Jan Goossen's sculptures can be seen in the Netherlands and in the United States. His first assignment was a relief at the Wells Fargo Bank, San Francisco (1966), followed by a sculptural wall in the Golden Gate Center (1967). Back in the Netherlands, he worked for the Blaricum aged care home and for the Shell-laboratorium of Rijswijk (1969). After finishing a commission for Lisse (1970), he produced one of his most controversial pieces, the sculpture at the Spui 'Piramide' (1976). The pyramidal shape of the piece offered pedestrians a shaded place to sit down and rest, but the aesthetic of the piece led to discontent in the neighborhood. Eventually, it was relocated to Gaasperplaspark on the outskirts of the city (1987). Other works are found in Gemeente, Amsterdam (1972), Royal Building Service, Zuidwolde (1974), 'East Jesus County Revisited' next to the Ir. Otten bad in Eindhoven (1975), 'Septum, in gesprek met de vorigen' Stadswandelpark Eindhoven (1982), 'Running Squares' for Rosmalen (1988). The fountain-like sculpture next to the Maas’ bridge in Heusden 'Maasbeeld' was finished in 1994, 'Tree of Learning'(1998) in front of the Carolus Borromeus College in Helmond and his last piece 'Donjon' (2002) is found in Vlijmen (Heusden) in front of the Rabobank.

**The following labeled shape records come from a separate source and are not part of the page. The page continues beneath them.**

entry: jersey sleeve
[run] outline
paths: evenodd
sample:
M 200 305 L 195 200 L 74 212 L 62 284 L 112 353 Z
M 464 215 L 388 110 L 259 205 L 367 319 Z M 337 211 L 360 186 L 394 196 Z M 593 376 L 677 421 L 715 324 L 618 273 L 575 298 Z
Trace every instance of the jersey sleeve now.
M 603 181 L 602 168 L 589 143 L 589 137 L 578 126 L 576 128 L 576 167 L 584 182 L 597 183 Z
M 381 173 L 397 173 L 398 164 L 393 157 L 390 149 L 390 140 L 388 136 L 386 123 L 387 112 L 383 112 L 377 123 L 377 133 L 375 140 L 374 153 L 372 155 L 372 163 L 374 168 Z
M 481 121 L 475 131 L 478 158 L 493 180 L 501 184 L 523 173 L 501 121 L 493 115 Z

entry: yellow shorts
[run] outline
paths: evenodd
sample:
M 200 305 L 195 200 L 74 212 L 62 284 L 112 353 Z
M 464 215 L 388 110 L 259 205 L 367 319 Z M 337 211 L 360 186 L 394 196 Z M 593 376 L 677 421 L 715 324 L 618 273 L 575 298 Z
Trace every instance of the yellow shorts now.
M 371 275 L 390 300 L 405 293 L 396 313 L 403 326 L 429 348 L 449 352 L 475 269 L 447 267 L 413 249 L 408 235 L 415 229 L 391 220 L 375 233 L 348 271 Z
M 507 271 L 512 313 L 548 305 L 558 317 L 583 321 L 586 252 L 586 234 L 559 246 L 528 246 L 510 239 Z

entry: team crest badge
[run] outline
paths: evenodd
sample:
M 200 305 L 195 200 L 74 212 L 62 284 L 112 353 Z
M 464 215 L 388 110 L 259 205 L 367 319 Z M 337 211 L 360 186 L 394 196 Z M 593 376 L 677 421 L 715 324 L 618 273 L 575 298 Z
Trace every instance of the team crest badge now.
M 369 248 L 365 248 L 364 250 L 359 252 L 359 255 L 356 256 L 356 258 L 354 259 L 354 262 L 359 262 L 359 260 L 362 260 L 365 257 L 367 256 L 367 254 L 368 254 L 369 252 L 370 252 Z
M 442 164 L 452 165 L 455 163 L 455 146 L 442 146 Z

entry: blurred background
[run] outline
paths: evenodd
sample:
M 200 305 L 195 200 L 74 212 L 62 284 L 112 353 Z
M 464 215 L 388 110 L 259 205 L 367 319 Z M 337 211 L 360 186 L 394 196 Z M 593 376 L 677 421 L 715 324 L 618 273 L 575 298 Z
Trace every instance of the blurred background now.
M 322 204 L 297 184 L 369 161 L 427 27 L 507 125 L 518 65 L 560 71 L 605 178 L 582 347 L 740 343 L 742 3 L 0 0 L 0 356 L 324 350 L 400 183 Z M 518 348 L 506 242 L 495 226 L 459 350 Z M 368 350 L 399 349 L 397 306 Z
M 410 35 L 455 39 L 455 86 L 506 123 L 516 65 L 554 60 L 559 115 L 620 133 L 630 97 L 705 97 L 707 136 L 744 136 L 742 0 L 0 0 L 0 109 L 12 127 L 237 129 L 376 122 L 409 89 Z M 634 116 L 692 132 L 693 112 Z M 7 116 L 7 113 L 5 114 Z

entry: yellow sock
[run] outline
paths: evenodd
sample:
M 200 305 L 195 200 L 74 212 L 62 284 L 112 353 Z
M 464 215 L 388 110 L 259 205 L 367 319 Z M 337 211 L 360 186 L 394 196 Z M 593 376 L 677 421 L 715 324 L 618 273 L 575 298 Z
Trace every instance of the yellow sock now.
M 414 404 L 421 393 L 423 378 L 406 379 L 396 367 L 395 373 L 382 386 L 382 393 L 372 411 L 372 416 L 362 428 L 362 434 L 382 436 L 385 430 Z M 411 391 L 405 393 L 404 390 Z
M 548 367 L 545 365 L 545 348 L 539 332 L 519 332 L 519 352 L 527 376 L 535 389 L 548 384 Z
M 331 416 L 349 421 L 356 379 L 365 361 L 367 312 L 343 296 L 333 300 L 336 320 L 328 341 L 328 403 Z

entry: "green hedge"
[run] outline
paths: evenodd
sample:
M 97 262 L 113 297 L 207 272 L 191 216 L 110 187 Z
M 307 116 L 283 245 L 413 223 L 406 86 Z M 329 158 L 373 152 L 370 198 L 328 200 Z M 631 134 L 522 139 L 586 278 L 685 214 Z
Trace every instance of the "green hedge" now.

Goossen also lectured at the Mollerinstituut in Tilburg, Netherlands (1976–1989), and became a member of the Beroepsvereniging van Beeldende Kunstenaars (Professional Association of Visual Artists) BBK'69 (Amsterdam). He was also a member of the Dutch Circle of Sculptors Amsterdam (1975–1981). He married twice—his second wife known to be the ceramist artist Yvette Lardinois. Jan Goossen died of cancer in the hospital of Goes on 1 January 2005.